Use the form on top of this page to get the list of divisors of other numbers….What is the list of divisors from 1 to 100?
| Number | List of Divisors |
|---|---|
| Divisors of 9 | 1,3,9 |
| Divisors of 10 | 1,2,5,10 |
| Divisors of 11 | 1,11 |
| Divisors of 12 | 1,2,3,4,6,12 |
What will be smallest factor of 10?
Answer: 2 is the smallest factor of 10 after 1… Remember, 1 is the smallest factor of every number!
Does 1 count as a divisor?
The number 1 is the divisor of all the numbers. Reason: When the divisor is 1, then the quotient is the same as the dividend. 2. The number itself is always one of the divisors of the number.
Which number is a factor of 21?
The factors of 21 are 1, 3, 7, 21 and its negative factors are -1, -3, -7, -21.
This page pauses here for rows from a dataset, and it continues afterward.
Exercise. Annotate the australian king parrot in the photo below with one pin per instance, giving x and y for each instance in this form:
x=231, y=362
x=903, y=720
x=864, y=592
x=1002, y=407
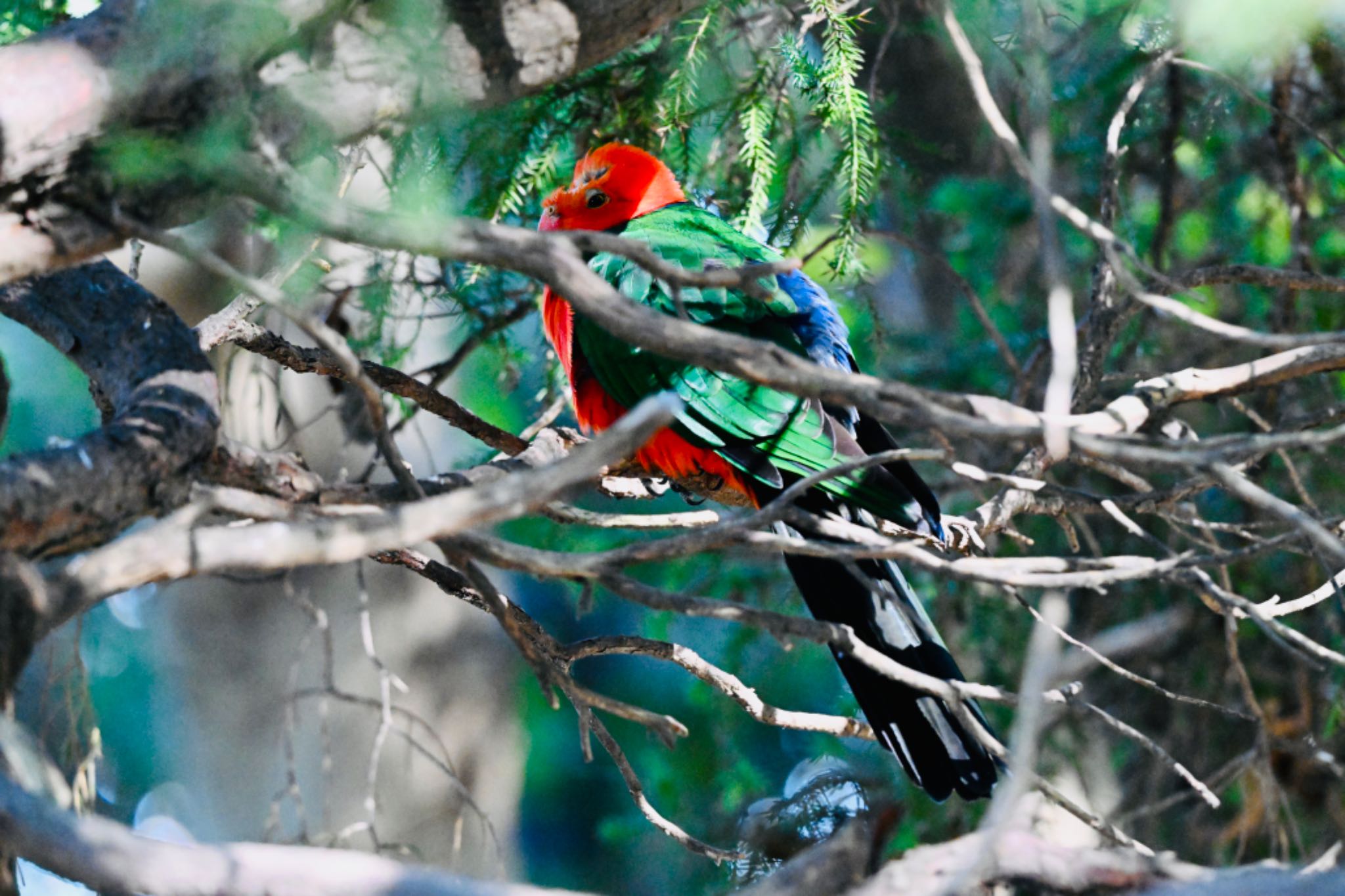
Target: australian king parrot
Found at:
x=759, y=440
How to find the smallest number that has n divisors?
Your function takes a natural number and returns the smallest natural number that has exactly that amount of divisors, including itself. f(1) = 1 [1] f(2) = 2 [1, 2] f(3) = 4 [1, 2, 4] f(4) = 6 [1, 2, 3, 6] f(5) = 16 [1, 2, 4, 8, 16] f(6) = 12 [1, 2, 3, 4, 6, 12] …
Which is the smallest positive integer with 60 divisors?
I know that if you subtract unity to obtain 1 × 1 × 2 × 4 to use as the exponents a 1 × b 1 × c 2 × d 4 however I do not know how to find a, b, c, d. I even know the answer is 5040 with a = 7, b = 5, c = 3, d = 2 but I do not know what theorems are used, why unity is subtracted and how the values are found.
How to calculate the number of divisors in a table?
1 to 100 n Divisors d ( n ) σ ( n ) s ( n ) 31 1, 31 2 32 1 32 1, 2, 4, 8, 16, 32 6 63 31 33 1, 3, 11, 33 4 48 15 96 1, 2, 3, 4, 6, 8, 12, 16, 24, 32, 48, 96 12 252 156
Are there any numbers that have exactly 3 divisors?
Given a number N, print all numbers in range from 1 to N having exactly 3 divisors. Input : N = 16 Output : 4 9 4 and 9 have exactly three divisors. Divisor Input : N = 49 Output : 4 9 25 49 4, 9, 25 and 49 have exactly three divisors. Recommended: Please solve it on “ PRACTICE ” first, before moving on to the solution.